Too Few or Too Many? Sample Size Estimation for Differential Abundance Studies
Forthcoming paper currently a manuscript, 2025
Abstract
Determining an appropriate sample size for a study is a crucial step in planning scientific research. Appropriate sample sizes avoid both inflated and inadequate sample sizes. Collecting too many samples wastes resources, time and effort of human subjects, and lives of experimental animals. Collecting too few samples, a much more common problem, wastes even more resources through the inability to detect biologically meaningful differences and encourages questionable research practices like p-hacking. Microbiome studies are particularly challenged by sample size, particularly in studies of human subjects or expensive animal models. In practice, the statistical power of taxa within a differential abundance study is influenced by the effect size (fold change), mean abundance of individual taxa and the number of samples.

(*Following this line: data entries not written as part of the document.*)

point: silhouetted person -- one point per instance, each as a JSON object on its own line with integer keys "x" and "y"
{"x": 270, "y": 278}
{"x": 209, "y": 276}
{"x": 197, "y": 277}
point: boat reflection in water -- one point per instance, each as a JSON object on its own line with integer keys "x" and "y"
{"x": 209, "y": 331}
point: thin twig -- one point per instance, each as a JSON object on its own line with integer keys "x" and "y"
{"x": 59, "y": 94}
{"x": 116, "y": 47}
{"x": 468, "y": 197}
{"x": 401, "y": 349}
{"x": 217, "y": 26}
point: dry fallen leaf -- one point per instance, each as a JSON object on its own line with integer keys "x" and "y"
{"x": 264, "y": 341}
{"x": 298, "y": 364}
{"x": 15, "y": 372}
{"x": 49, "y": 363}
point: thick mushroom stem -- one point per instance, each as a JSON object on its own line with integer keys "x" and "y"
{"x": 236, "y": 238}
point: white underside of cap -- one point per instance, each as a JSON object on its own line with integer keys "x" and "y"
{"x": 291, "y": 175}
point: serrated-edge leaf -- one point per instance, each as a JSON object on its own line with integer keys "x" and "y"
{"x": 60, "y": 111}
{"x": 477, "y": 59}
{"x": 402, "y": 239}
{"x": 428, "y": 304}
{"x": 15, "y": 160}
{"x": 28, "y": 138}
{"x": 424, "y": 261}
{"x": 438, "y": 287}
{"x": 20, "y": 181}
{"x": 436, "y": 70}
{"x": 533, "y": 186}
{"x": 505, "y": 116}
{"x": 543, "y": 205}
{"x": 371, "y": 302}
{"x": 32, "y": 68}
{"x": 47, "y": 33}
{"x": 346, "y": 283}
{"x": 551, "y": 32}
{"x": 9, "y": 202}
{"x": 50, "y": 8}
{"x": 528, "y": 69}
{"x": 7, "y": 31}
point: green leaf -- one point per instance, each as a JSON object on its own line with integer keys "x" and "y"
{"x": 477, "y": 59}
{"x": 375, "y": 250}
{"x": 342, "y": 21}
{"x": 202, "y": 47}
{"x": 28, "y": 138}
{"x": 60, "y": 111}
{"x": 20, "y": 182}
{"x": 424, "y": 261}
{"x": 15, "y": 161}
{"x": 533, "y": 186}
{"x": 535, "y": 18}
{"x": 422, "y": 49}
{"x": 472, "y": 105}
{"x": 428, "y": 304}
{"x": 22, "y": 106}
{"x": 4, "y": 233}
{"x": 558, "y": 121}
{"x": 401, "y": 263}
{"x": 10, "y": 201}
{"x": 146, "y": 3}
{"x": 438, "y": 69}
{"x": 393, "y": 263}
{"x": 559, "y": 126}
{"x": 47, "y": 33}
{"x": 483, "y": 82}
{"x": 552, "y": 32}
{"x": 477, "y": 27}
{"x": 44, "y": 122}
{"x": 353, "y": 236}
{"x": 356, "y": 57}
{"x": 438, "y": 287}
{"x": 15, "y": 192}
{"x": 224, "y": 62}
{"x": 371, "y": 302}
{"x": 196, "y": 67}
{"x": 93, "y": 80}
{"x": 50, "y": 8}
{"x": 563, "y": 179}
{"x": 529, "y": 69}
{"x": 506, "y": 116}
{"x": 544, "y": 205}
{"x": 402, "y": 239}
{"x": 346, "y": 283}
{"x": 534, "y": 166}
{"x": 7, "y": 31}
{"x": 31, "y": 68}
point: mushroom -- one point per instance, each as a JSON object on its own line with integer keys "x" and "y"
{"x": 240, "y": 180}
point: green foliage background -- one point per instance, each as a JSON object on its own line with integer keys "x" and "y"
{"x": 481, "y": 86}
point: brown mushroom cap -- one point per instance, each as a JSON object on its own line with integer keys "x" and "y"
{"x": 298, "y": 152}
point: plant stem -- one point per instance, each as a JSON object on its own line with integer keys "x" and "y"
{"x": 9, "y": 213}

We present a novel approach for sample size calculation for differential abundance studies as a function of effect size, mean abundance and statistical power. We applied our model for sample size calculation using estimates of mean abundance and fold change of taxa obtained from real microbiome data. Our results showed that differential abundance microbiome studies require larger sample sizes than are currently prevalent in the literature to achieve adequate statistical power. Our framework will help researchers make informed decisions about appropriate sample sizes.